During the First World War a vehicle repair depot was established in the grounds of Cippenham Court Farm. After the war the site was sold to a group of businessmen called the Slough Trading Company, who changed their name in 1926 to Slough Estates Ltd. This formed the basis of Slough Trading Estate, the first trading estate established in the world.

== Sports ==
Cippenham was also home to Cippenham Sports Football Club who played in the East Berkshire Football League Division Two at Mercian Way Park.

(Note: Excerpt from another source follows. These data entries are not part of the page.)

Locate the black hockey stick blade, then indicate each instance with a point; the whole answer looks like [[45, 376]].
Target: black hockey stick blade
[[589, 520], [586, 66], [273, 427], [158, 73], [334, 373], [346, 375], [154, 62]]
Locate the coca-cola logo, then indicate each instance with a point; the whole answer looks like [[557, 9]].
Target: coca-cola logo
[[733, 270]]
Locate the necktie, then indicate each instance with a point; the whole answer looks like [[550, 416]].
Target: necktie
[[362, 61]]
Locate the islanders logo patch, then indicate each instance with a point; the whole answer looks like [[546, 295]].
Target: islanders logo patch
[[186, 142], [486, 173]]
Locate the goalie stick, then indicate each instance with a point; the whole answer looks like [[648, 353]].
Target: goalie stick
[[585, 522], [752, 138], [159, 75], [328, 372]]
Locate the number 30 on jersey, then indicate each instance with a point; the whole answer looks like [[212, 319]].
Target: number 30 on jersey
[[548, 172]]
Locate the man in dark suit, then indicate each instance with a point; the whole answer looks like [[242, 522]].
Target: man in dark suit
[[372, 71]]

The club was founded in 1923 as Cippenham F.C. and was a founder member of the Slough Town Challenge Cup and the old Windsor Slough & District League. During the early 80s Cippenham Football Club amalgamated with Cippenham Cricket Club and originally played on the village green, crossed by a road. This led to problems with cricket fielding and the disbandment of the cricket side of the club in the early 1990s, and the move of the football team to Mercian Way. In the 2007–08 season they reached the East Berkshire League Cup final for the first time, beating three Premier League teams on the way. However, they missed out on winning the cup after suffering a 1–0 defeat to Waltham FC in a closely contested encounter. The end of the 2009–10 season saw the club relegated to Division Two. Unfortunately, due to a struggle to attract players, Cippenham Sports folded at the end of the 2013–14 season. At present there are no signs the club will be revived.